Griet erschrak, als der Priester ihr von der Ermordung der Bürgermeistersöhne erzählte. Noch mehr beunruhigte sie aber, dass man ausgerechnet die tugendhafte Pamela dieser Tat beschuldigte. Das kam ihr völlig abwegig vor.
«Ich muss mit Pamela sprechen», beschloss sie kurzerhand. «Auf der Stelle!»

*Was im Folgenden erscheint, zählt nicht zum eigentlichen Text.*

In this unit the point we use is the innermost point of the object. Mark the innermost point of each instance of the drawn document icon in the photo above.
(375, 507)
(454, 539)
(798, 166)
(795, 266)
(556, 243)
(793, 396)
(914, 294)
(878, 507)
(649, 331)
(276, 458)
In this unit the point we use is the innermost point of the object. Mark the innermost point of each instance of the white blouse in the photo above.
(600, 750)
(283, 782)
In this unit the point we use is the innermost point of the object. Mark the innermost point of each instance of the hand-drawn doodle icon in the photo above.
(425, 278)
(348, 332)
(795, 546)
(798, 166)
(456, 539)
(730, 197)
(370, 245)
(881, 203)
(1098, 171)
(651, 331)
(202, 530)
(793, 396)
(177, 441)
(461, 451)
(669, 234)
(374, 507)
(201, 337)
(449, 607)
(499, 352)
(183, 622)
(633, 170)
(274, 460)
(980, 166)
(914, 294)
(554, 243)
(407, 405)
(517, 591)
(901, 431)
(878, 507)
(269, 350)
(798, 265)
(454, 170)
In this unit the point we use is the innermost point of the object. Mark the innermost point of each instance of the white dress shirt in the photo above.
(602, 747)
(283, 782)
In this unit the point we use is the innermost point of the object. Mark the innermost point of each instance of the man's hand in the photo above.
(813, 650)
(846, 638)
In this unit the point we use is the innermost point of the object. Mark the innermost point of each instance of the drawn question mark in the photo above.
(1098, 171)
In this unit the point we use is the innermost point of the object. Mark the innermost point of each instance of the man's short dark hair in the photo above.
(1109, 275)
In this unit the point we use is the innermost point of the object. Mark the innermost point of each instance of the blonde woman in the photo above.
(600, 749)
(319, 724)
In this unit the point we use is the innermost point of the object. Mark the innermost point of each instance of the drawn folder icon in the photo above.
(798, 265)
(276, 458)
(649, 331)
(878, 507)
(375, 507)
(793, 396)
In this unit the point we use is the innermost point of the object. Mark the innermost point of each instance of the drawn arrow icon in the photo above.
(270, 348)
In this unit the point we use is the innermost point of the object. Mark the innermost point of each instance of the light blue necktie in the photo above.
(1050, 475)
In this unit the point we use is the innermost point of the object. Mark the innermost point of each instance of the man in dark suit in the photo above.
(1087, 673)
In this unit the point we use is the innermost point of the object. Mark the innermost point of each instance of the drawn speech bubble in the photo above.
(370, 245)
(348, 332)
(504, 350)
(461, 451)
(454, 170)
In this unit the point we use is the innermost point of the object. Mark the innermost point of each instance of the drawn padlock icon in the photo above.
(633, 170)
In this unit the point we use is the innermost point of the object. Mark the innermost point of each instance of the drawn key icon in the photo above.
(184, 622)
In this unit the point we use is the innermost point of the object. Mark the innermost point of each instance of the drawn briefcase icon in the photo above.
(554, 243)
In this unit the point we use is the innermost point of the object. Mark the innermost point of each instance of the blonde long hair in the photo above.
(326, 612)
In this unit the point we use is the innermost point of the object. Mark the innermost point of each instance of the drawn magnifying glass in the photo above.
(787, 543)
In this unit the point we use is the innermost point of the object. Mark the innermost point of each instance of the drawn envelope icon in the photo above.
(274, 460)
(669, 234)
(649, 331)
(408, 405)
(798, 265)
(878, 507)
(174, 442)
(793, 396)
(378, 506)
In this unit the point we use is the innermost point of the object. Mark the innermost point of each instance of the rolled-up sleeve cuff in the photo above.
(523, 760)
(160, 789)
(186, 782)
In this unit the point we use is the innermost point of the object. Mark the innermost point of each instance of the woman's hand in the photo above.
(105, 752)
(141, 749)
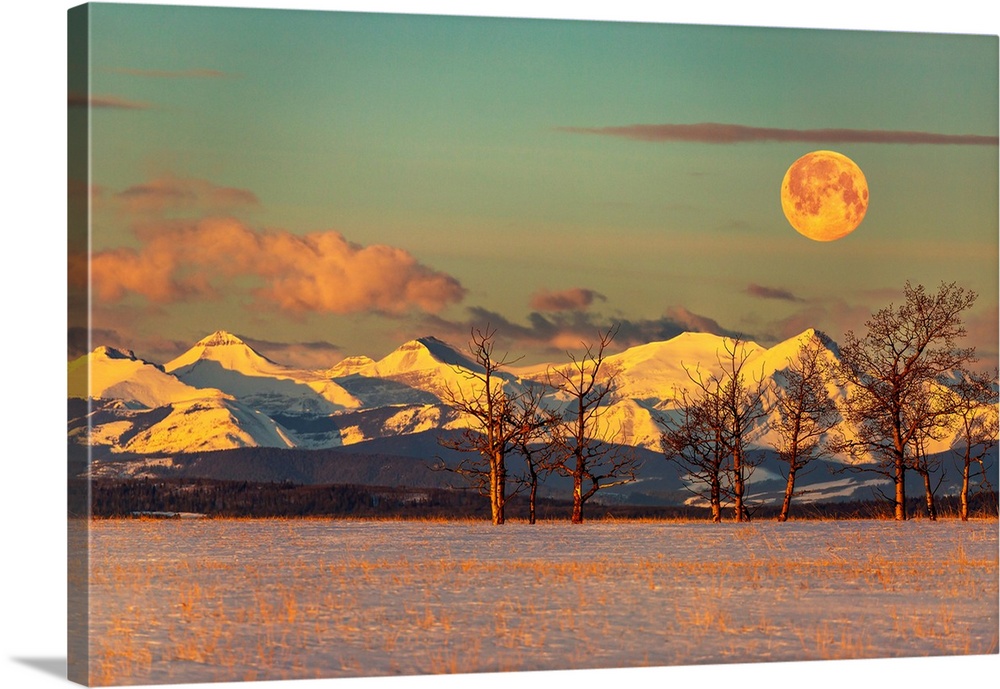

Cäcilia berührte fürsorglich ihren Arm, aber ihr Lächeln kam Griet wie Hohn vor. Sie war auch nach all den Tagen und Nächten, die sie während ihrer Reise durch die Ardennen gemeinsam verbracht hatten, immer noch wütend auf die Frau. Ihrer Meinung nach hatte Cäcilia aus purer Selbstsucht dafür gesorgt, dass Don Luis und Griet sich hatten trennen müssen. Das Buch darf nicht in die falschen Hände geraten, das war alles, was die letzte schwarze Schwester auf ihre Vorwürfe erwidert hatte. Darauf beharrte sie. Dass ihr Begleiter Tobias, der sich offensichtlich in Cäcilia verguckt hatte, sich nach kurzem Zögern erboten hatte, Don Luis an den Rhein zu begleiten, tröstete Griet keineswegs. Insgeheim war sie froh darüber, dass Don Luis nicht allein unterwegs war. Bei dem Gedanken daran, wie innig er sie bei ihrem Abschied geküsst hatte, wurde ihr schwer ums Herz.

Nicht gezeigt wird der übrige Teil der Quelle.